Peut-on toucher une personne sale sans se salir, et manier du feu sans se brûler
? Et cependant, dit saint Bernard, cela est plus facile que d'être bon parmi les
méchants, et de conserver son innocence parmi les occasions du vice.
L'exemple est puissant, la nature est fragile ; l'amour vient
de la ressemblance, la conversation de l'amour ; et si vous fréquentez les gens
du monde, ou vous êtes mondain, ou vous le deviendrez bientôt.

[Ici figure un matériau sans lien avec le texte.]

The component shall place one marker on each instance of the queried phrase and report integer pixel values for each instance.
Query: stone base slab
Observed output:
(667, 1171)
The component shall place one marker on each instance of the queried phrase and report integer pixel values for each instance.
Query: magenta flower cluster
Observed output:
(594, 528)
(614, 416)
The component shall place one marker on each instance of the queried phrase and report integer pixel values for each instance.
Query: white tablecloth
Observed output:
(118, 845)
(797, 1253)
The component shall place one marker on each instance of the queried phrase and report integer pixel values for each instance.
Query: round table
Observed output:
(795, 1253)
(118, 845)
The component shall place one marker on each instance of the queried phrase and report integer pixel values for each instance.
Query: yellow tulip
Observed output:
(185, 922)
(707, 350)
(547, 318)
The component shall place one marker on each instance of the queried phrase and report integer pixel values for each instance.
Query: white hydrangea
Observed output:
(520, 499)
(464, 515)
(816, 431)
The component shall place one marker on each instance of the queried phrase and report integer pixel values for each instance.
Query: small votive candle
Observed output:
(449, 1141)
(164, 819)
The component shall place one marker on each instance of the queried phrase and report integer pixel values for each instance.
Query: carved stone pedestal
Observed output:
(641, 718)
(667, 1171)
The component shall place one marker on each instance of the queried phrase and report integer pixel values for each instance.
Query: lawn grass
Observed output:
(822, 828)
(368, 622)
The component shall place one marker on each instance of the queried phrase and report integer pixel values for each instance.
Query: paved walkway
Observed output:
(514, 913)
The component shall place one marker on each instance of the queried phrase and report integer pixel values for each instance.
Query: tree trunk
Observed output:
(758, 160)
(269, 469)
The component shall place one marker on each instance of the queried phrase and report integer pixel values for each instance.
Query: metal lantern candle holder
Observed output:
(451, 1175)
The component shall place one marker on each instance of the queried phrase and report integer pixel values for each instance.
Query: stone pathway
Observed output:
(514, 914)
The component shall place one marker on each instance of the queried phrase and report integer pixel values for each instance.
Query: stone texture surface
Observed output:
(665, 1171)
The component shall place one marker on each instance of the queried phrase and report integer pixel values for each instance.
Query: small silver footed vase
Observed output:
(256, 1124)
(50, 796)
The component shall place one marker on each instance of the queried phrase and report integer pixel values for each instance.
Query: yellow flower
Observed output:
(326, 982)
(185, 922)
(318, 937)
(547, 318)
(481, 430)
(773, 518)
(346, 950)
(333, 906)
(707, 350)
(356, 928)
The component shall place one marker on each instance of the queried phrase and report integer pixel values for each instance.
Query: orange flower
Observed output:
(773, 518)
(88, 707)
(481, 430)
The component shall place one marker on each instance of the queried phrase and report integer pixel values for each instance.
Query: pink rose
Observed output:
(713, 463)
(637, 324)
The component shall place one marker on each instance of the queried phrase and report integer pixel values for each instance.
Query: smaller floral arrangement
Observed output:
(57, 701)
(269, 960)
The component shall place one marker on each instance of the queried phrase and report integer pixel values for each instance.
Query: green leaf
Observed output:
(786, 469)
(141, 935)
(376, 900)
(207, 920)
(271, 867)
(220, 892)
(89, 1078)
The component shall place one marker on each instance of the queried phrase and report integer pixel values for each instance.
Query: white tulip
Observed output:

Comment
résisterez-vous au torrent de la coutume et de l'exemple ? Avez-vous assez de
résolution pour empêcher les médisances, pour arrêter les mauvais discours, et
pour en substituer de bons ? Qui vous pourra souffrir dans les compagnies si
vous ne pouvez rien souffrir ? Et en quelle conscience pourrez-vous souffrir que
Dieu soit offensé en votre présence, la vertu décriée, le vice autorisé,
l'honneur et la réputation de votre prochain déchirée ?
Vous voulez faire, dites-vous, du bien aux autres. Je vous
conseille de commencer par vous-même. Il n'y a que celui qui a un pied ferme
dans la solitude, qui puisse, comme le compas, décrire un cercle et une figure
sans sortir de son centre. Jamais nous ne conversons que nous ne donnions du
nôtre, et que nous ne prenions des autres : nous donnons ce que nous avons de
bien, et nous prenons ce qu'ils ont de mal.
On ne devient pas sain pour fréquenter ceux qui sont sains ;
mais on devient malade en fréquentant ceux qui sont malades. Il est vrai qu'on
profite beaucoup en la compagnie des gens de bien ; mais il est bien plus aisé
de se pervertir avec les méchants, d'autant que le mal est contagieux de sa
nature, et se communique plus facilement que le bien.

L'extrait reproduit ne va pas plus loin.